29-30 God makes an important distinction here between Aaron’s heart and the breastplate. Aaron is not just wearing the names on his breastplate, but bear them on his heart. He and the succeeding high priests represented God’s people before God (Heb. 5:1). 

31-35 The outer robe was made of blue cloth with a collared opening for the head. The hem of the robe contained pomegranates made of blue, purple, and scarlet yarn with finely twisted linen. Between the pomegranates were golden bells that allowed those outside the holy place to hear the priest when he was serving on their behalf.

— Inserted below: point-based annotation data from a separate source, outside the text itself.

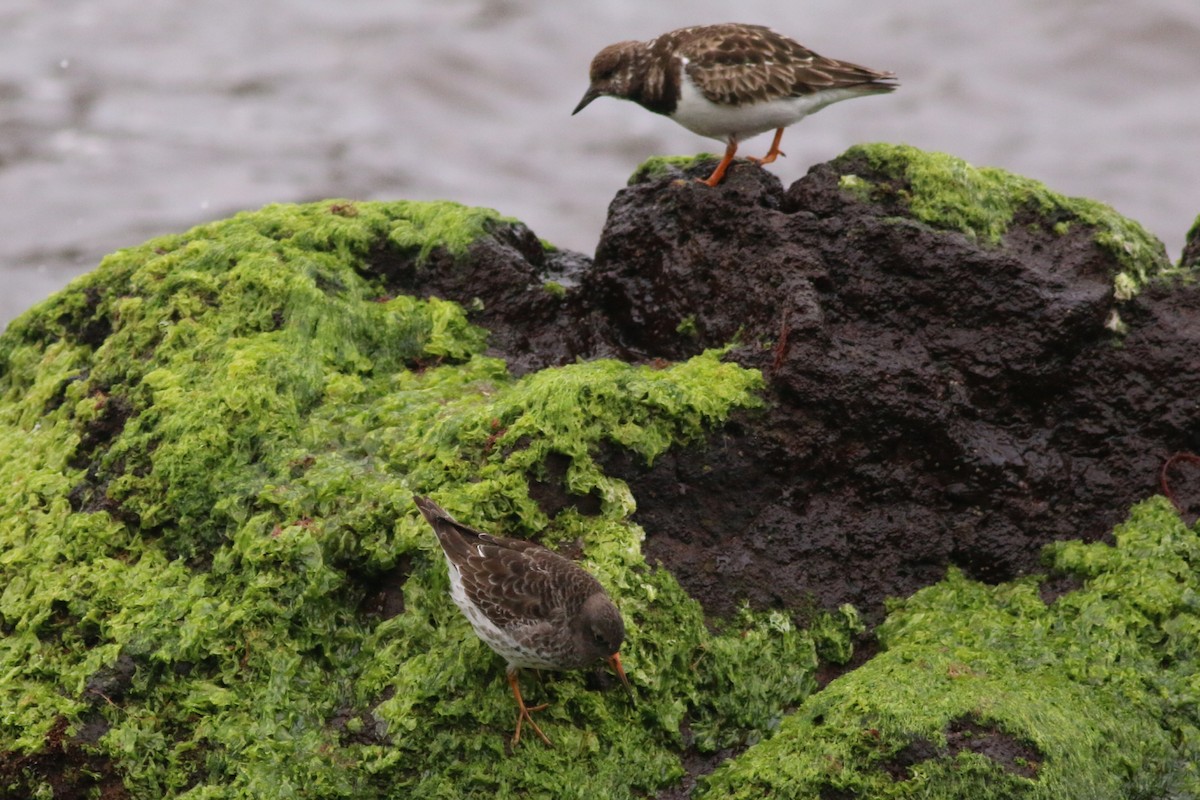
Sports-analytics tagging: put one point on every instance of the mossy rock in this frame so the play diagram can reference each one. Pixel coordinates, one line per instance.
(996, 692)
(215, 582)
(984, 203)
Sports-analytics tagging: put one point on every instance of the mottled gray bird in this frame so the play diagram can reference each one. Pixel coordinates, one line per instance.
(729, 82)
(532, 606)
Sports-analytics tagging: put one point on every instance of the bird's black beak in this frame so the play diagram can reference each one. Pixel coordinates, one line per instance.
(592, 94)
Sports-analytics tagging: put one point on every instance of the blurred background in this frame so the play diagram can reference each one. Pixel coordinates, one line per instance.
(126, 119)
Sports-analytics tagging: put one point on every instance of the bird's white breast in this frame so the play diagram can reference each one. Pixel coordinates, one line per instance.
(492, 636)
(718, 121)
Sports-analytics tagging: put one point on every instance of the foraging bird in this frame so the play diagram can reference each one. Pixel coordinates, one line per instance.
(729, 82)
(527, 603)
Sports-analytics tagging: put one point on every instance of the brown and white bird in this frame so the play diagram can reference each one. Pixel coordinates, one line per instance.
(729, 82)
(527, 603)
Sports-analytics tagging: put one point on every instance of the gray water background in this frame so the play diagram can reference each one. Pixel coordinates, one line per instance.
(126, 119)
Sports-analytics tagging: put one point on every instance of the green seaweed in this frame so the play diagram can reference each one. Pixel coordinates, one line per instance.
(209, 446)
(982, 202)
(658, 167)
(1098, 687)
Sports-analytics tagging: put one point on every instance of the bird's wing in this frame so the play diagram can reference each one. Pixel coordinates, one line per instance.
(732, 62)
(535, 582)
(532, 581)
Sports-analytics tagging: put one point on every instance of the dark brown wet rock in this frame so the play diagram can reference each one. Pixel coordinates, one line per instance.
(939, 394)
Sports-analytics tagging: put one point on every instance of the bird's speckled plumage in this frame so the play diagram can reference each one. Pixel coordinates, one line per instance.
(533, 607)
(729, 82)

The pomegranates symbolized fruitfulness and the bells indicated his presence in the holy place. The robe worn under the ephod seamless, reminding us of Yeshua’s seamless robe that was divided by the Roman soldiers before his crucifixion. The collar was woven so that it would not tear. Priests were forbidden from tearing their garments in mourning (Lev. 21:10) because the high priest had the anointing of the Holy Spirit on him. His unique access to the presence of God allowed him to find His comfort whereas such tearing was a sign of hopelessness. Like those priests, if we avail ourselves of the anointing of the Holy Spirit, and seek God’s presence, there is nothing that should ever make us think that our loss is bigger and greater than our God.  

36-43 The turban was worn only by the high priest, while the other priests wore linen head coverings. At the front of the turban was the golden plate that read “Holiness to the Lord,” a reminder that the Levitical system was designed for those who serve and is holy and pleasing to the Lord. We too are called to be holy to the Lord, “Be holy, for I am holy” (Lev. 11:44-45; 19:2; 1 Peter 1:15-16). The Messiah did not come to make us happy but holy and if we want happiness, we must first be made holy by faith in God and His Messiah.